- Let me end with a few words about the significance of the problems posed here.
- Fluids are important and hard to understand....our understanding is at a very primitive level.
- Standard methods from PDE appear inadequate to settle the problem.
- Instead, we probably need some deep, new ideas.
Yes, fluids are hard to understand for a pure mathematician and the understanding appears to be on a very primitive level, and this has led to an unfortunate formulation of the problem leading into a fruitless search for either (i) blowup into infinite fluid velocities in finite time as non-smoothness, or (ii) not blowup as smoothness of solutions.
But for a fluid the distinction between smoothness and non-smoothness concerns the size of velocity gradients. It is a well-known fact since long that compressible flow may exhibit non-smoothness in the form of shocks with large velocity gradients but without large velocities.

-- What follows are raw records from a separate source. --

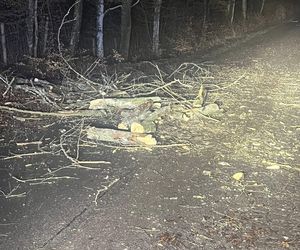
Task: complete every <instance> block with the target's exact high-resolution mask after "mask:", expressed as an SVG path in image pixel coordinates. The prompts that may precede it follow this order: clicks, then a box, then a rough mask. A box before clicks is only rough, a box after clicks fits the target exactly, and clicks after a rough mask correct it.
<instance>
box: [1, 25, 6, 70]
mask: <svg viewBox="0 0 300 250" xmlns="http://www.w3.org/2000/svg"><path fill="white" fill-rule="evenodd" d="M0 32H1V47H2V62H3V64H4V65H7V49H6V40H5V28H4V23H1V24H0Z"/></svg>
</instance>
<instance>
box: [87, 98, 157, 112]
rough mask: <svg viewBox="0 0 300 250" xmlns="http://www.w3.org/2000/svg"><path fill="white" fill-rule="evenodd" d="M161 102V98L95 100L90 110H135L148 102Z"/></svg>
mask: <svg viewBox="0 0 300 250" xmlns="http://www.w3.org/2000/svg"><path fill="white" fill-rule="evenodd" d="M151 101H152V102H153V103H157V102H161V98H160V97H139V98H105V99H95V100H92V101H91V102H90V106H89V109H109V108H117V109H135V108H137V107H138V106H140V105H142V104H144V103H147V102H151Z"/></svg>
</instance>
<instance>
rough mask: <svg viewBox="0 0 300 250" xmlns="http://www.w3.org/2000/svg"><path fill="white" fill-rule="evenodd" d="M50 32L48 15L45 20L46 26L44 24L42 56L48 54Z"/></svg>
mask: <svg viewBox="0 0 300 250" xmlns="http://www.w3.org/2000/svg"><path fill="white" fill-rule="evenodd" d="M48 34H49V17H48V16H47V17H46V20H45V26H44V36H43V46H42V56H44V55H46V51H47V40H48Z"/></svg>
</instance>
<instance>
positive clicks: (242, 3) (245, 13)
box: [242, 0, 247, 21]
mask: <svg viewBox="0 0 300 250" xmlns="http://www.w3.org/2000/svg"><path fill="white" fill-rule="evenodd" d="M242 11H243V19H244V21H246V19H247V0H242Z"/></svg>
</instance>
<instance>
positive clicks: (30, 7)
mask: <svg viewBox="0 0 300 250" xmlns="http://www.w3.org/2000/svg"><path fill="white" fill-rule="evenodd" d="M26 25H27V45H28V54H29V55H30V56H32V55H33V43H34V0H28V10H27V20H26Z"/></svg>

The Clay Problem concerns incompressible flow (at unbounded Reynolds numbers), which does not form shocks but instead becomes turbulent for large Reynolds number with again large velocity gradients as expression of non-smoothness, and (most likely) without large velocities.

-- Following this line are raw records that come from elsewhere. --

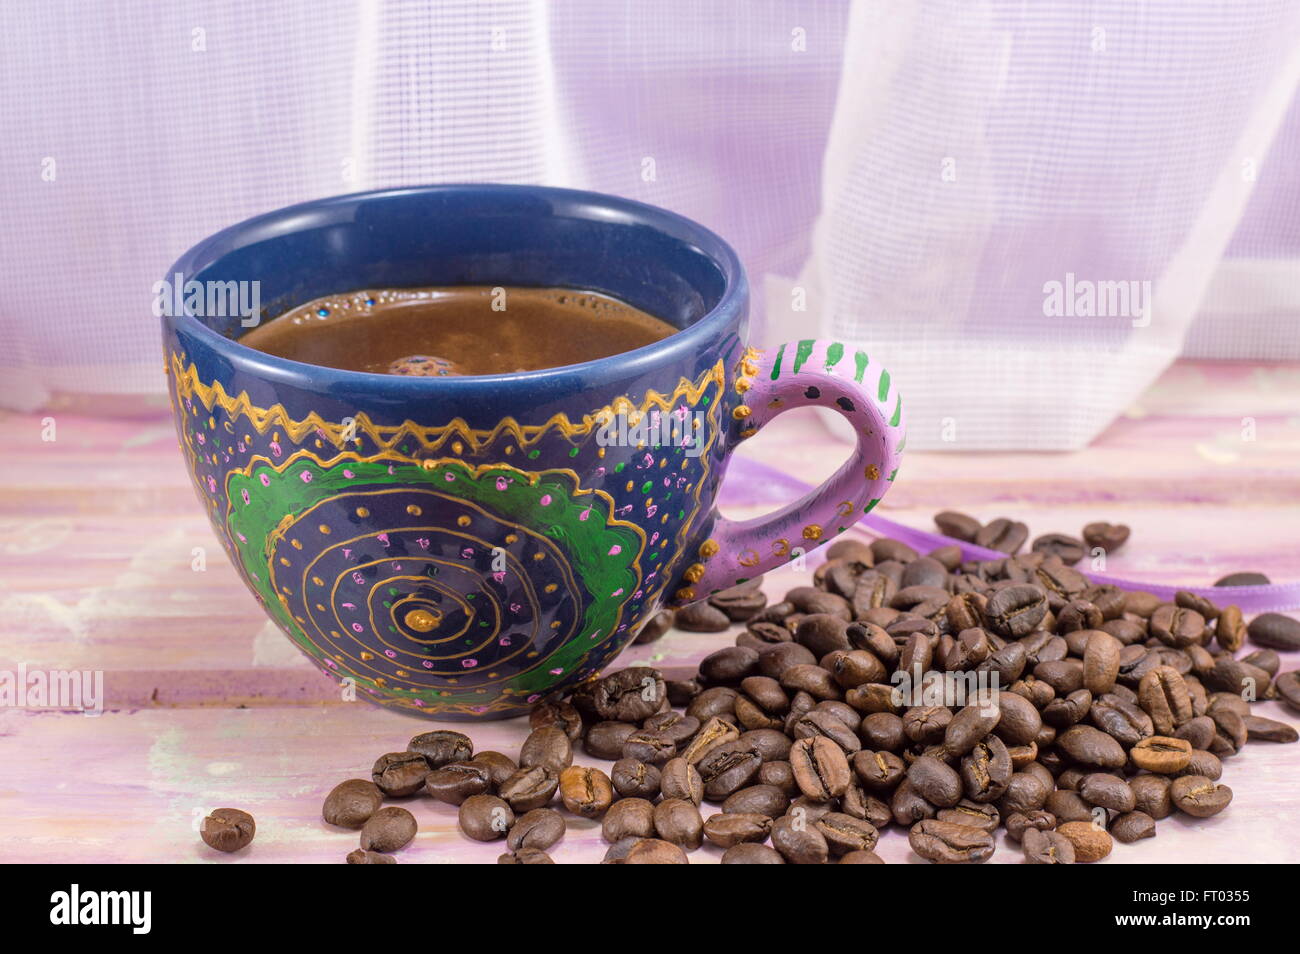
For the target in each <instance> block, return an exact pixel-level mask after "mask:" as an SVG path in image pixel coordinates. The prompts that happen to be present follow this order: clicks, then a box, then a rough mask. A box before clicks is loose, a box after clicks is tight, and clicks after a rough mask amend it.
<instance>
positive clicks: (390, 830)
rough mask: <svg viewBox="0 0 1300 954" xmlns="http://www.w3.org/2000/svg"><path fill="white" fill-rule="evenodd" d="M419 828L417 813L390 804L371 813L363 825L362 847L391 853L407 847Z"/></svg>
mask: <svg viewBox="0 0 1300 954" xmlns="http://www.w3.org/2000/svg"><path fill="white" fill-rule="evenodd" d="M417 829H419V825H417V824H416V821H415V815H412V814H411V812H408V811H407V810H406V808H399V807H398V806H395V805H390V806H387V807H386V808H380V810H378V811H377V812H374V814H373V815H370V818H369V820H367V823H365V824H364V825H361V847H363V849H364V850H367V851H378V853H381V854H391V853H393V851H396V850H398V849H400V847H406V846H407V845H408V844H409V842H411V840H412V838H413V837H415V833H416V831H417Z"/></svg>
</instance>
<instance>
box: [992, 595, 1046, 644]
mask: <svg viewBox="0 0 1300 954" xmlns="http://www.w3.org/2000/svg"><path fill="white" fill-rule="evenodd" d="M1047 612H1048V600H1047V597H1045V595H1044V594H1043V590H1041V589H1040V587H1039V586H1035V585H1032V584H1014V585H1011V586H1004V587H1002V589H1000V590H998V591H997V593H995V594H993V595H992V598H989V600H988V606H987V607H985V621H987V624H988V626H989V628H991V629H992V630H993V632H996V633H998V634H1001V636H1005V637H1011V638H1015V637H1021V636H1024V634H1026V633H1030V632H1031V630H1032V629H1034V628H1035V626H1036V625H1039V623H1041V621H1043V617H1044V616H1045V615H1047Z"/></svg>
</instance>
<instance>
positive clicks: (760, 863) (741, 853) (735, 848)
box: [722, 842, 785, 864]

The clue to solve the Clay Problem offered in the official formulation by searching for infinite velocities in fluid flow, which Tao has picked up in recent attempts to solve the problem, thus appears to be misleading and as such is not helpful to mathematics as science.
Fefferman is asking for some new ideas, but closes the door to any form of communication with computational turbulence as a new idea towards understanding and resolution of the problem.